We examine how fertility reacts to the public provision of child allowances in a small open economy with overlapping generations. When the labour market is competitive, we find that a child allowance policy acts as a fertility-enhancing device. In contrast, when the labour market is unionised the child policy may be ineffective.

1. Introduction

A stylised fact that has emerged in several developed countries is the decline in population growth (see, e.g., [1]). In order to try to reverse the fertility drop, both economists and politicians have suggested the use of family policies to support child rearing of families. Several instruments have been proposed and adopted in European countries as a remedy to low fertility, such as child (cash or in-kind) subsidies, parental leave (paid or unpaid) schemes, parents-friendly workplaces and the public provision of day-care centres. Moreover, tradable procreation entitlements have also been suggested (see [2]).

A vast theoretical literature has investigated the effects of family policies in both partial equilibrium models (e.g., [3, 4]) and general equilibrium models (e.g., [5–9]) with competitive labour markets. However, scarce attention has been paid to the possible interaction between unions’ behaviour (which is a rather ubiquitous feature especially in Europe (see Daveri and Tabellini [10] and Corneo and Marquardt [11])) and the public system of child support, with some exceptions [12].

In this paper we analyse how the public provision of child allowances affects fertility in a small open economy with overlapping generations (OLG) and unions. The paper is related to Fanti and Gori [12], which show that a child tax can effectively be used to get the twofold objective—crucial for developed countries plagued by both high unemployment and low fertility—of reducing unemployment and increasing fertility in a general equilibrium closed economy with an exogenously given minimum wage. This allows us to investigate whether and how child subsidies affect fertility in a model where: (i) the effects of the child allowance on capital accumulation are absent, and (ii) wages are endogenously determined by the union. We find that while under competitive labour markets the child allowance acts as a fertility-enhancing device, under unionised labour markets the child allowance reduces fertility because of the corresponding increase in unemployment. Therefore, in a different context than Fanti and Gori [12], we find that child subsidies may be questioned as an instrument to increase fertility.

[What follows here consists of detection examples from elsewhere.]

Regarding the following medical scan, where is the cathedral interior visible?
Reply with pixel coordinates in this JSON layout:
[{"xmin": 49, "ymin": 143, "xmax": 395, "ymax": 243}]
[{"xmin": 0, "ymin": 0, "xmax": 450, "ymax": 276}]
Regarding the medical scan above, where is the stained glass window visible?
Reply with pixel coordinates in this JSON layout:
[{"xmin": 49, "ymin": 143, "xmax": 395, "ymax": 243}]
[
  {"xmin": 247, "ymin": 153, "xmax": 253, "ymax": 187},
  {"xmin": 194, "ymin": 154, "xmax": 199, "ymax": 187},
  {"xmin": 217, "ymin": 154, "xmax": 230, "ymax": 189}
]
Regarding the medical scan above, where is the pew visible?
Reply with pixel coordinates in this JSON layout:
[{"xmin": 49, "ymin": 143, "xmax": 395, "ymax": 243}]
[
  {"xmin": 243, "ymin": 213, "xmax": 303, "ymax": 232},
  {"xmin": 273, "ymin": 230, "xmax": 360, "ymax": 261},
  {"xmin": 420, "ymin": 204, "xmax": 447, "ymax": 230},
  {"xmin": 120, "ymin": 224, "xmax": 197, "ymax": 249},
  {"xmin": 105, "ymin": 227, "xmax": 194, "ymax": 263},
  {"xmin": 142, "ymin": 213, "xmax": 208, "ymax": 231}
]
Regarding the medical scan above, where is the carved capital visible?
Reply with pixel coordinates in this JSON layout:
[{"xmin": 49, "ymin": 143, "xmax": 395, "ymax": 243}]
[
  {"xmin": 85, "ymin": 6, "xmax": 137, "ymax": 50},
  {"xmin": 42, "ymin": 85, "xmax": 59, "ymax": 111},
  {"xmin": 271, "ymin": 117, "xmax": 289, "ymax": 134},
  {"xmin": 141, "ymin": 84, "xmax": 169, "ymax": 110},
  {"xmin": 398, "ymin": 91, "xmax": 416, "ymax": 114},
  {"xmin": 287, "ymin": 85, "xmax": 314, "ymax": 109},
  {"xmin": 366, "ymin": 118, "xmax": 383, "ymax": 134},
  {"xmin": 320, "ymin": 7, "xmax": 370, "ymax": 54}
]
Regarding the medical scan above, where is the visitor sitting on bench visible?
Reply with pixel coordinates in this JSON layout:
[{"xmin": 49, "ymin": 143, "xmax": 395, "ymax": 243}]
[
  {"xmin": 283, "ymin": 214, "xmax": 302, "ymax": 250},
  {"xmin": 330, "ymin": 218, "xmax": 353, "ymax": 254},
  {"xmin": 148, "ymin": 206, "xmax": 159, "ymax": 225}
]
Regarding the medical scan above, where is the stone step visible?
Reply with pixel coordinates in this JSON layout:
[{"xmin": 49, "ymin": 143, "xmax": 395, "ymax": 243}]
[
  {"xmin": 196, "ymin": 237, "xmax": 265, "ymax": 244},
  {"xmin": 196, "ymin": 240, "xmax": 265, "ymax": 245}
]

The paper is organised as follows. Section 2 outlines the model. Section 3 shows the importance of labour market institutions in determining how child allowances affect fertility in a small open economy. Conclusions are drawn in Section 4.

2. The Model

Consider an OLG small open economy with perfect capital mobility that faces an exogenously given interest rate, 𝑟, determined in the world capital market. The economy is populated by rational individuals. Life is divided into childhood and adulthood, the latter period being in turn divided between youth (work time) and old age (retirement time). Children do not make economic decisions, and thus consume a fixed fraction of parents’ consumption. Preferences of every young adult individual of generation 𝑡 (𝑁𝑡) are described by a homothetic and separable utility function (𝑈𝑡) defined over consumption when young (𝑐1,𝑡), consumption when old (𝑐2,𝑡+1) and the number of children (𝑛𝑡), as in Eckstein and Wolpin [13], Eckstein et al. [14], and Galor and Weil [15], which are assumed to be a normal good. (This is the so-called weak form of altruism towards children (see [16]), because parents derive utility directly from the number of children they have but do not enjoy the utility derived from their descendants). Individuals work only when they are young and are endowed with one unit of labour inelastically supplied to firms, while receiving the wage 𝑤𝑡 per unit of labour. A wage is assumed to be fixed by a monopolistic union above the market-clearing level. (See, e.g., Booth [17] and Layard et al. [18]). Therefore, in every period, the labour market does not clear and involuntary unemployment occurs. The aggregate unemployment rate is defined as 𝑢𝑡=(𝑁𝑡−𝐿𝑡)/𝑁𝑡, where 𝐿𝑡 is the labour demand. In this paper, we assume a representative individual that can be employed for the fraction 1−𝑢𝑡 of time and unemployed for the remaining fraction 𝑢𝑡. This assumption is usual in the literature [19], since—given the assumption of logarithmic preferences—it is indifferent to separately assume a representative-employed individual and a representative-unemployed individual, rather than a unique representative agent employed (resp., unemployed) for the fraction 1−𝑢𝑡 (resp., 𝑢𝑡). It is important to note, however, that this may not be true with more general (e.g., interdependent) utility functions.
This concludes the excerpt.